Added sugars have been linked to heart disease and type 2 diabetes, as explained by the American Heart Association (AHA). In fact, differentiating between added sugars and natural sugars — just on food labels alone — could prevent nearly a million cases of type 2 diabetes and heart disease and save billions in health care costs in the U.S., according to an April 2019 study published in Circulation.
But it might not be that clear cut, especially when it comes to the quality of natural sugars.
So why is it so important to differentiate between natural sugars and added sugars and how to the two types differ? Let's take a closer look.
What Is Added Sugar?
Added sugars are just that — they're added into a food product during the manufacturing process, so they aren't naturally occurring in the food. In many cases, they're added for their sweet flavor but the sugars can play other roles like adding bulk or giving the food the right texture.
The FDA's definition of added sugar specifies that it's "sugar added during the processing of foods, or are packaged as such (like a bag of sugar); it includes sugars from syrups and honey; as well as sugars from concentrated fruit or vegetable juices that are in excess of what would be expected from the same volume of 100-percent fruit or vegetable juice of the same type."
Food manufacturers incorporate added sugar to 74 percent of packaged foods and added sugar can be found under 61 different names, according to the University of California, San Francisco
You can spot added sugars on ingredient lists by looking for these words: raw sugar, brown sugar, fruit juice concentrates, glucose, molasses, honey, high-fructose corn syrup, fructose, invert sugar and corn sweetener, among others.
Are You Eating Too Much Sugar?
The Negative Effects of Added Sugars
What's important to note is that added sugars aren't essential to our diet and, in fact, they can be harmful if we eat too much. And it turns out we do.
The current recommendations set by the AHA are that women should consume no more than 100 calories or six teaspoons (25 grams) of added sugar per day and men, no more than 150 calories or nine teaspoons (36 grams). On average, American adults get 17 teaspoons of added sugar each day (!), according to the 2015-2020 Dietary Guidelines for Americans.

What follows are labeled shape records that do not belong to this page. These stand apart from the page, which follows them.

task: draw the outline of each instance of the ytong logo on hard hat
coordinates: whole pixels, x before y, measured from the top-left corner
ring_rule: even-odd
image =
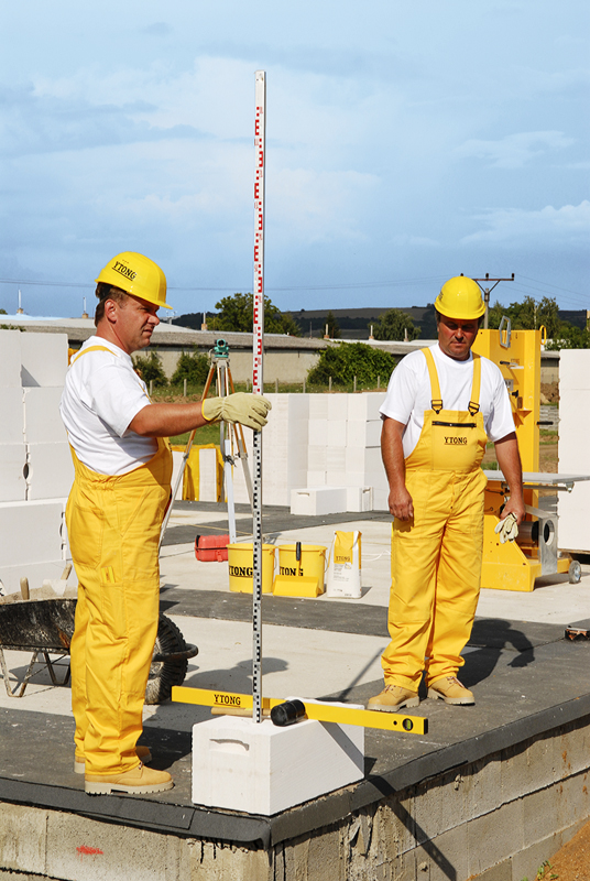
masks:
[[[117,260],[112,269],[114,272],[118,272],[119,275],[124,275],[124,278],[129,279],[131,282],[138,278],[138,273],[130,267],[125,267],[124,263],[120,263],[119,260]]]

The University of California, San Francisco has been doing a lot of research on added sugars and found that eating more added sugars than what's recommended on a daily basis can have serious health implications.

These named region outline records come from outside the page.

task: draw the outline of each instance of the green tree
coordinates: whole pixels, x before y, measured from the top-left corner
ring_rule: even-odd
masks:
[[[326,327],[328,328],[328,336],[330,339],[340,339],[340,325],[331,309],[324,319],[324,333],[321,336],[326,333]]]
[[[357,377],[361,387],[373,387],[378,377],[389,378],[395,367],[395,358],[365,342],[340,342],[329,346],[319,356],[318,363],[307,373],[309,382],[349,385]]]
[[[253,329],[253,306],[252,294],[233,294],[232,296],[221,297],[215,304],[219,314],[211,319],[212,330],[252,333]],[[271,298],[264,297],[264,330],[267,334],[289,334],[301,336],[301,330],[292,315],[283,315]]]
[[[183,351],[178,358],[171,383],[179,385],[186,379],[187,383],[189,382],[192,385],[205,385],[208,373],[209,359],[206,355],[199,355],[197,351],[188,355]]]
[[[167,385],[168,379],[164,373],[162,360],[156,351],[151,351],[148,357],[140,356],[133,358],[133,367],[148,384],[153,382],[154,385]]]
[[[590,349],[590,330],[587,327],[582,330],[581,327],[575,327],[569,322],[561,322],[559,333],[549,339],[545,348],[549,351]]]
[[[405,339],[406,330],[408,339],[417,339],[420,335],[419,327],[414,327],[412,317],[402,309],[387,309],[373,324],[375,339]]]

Eating so much sugar can leave us craving more, stimulating our appetites and increasing our insulin levels — all of which can lead to weight gain. Added sugars can also play a role in heart disease, as mentioned by the AHA.
What Is Natural Sugar?
The two big food groups with natural sugars — aka, sugars found naturally in foods — are fruits and dairy. Fruits contain a naturally occurring sugar called fructose while some dairy (such as milk and yogurt) contain a naturally occurring sugar called lactose.
Sources of natural sugar typically come from nutritious foods that contain a variety of other nutrients. For example, an orange provides fiber and vitamins and A and C, while a cup of yogurt offers protein, probiotics and calcium. But the source of the natural sugar and how they're processed matters.

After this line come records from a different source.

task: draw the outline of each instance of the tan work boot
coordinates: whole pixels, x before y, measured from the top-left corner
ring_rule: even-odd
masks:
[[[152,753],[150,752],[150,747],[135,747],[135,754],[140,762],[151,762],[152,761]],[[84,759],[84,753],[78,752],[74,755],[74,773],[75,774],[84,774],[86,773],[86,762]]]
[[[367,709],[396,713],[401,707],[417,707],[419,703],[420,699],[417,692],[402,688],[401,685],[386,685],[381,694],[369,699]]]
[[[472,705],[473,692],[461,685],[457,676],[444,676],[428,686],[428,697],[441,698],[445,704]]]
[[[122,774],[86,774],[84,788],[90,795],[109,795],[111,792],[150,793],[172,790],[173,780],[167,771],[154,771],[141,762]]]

Not All Natural Sugars Are Created Equal
Whether you want to eat a piece of unsweetened dried apple slices, a fresh apple or a glass of 100-percent apple juice, all are considered to contain natural sugar. But the way these various foods are processed, or in the case of the fresh apple, unprocessed, matters because it alters factors including the fiber content and the volume of the food.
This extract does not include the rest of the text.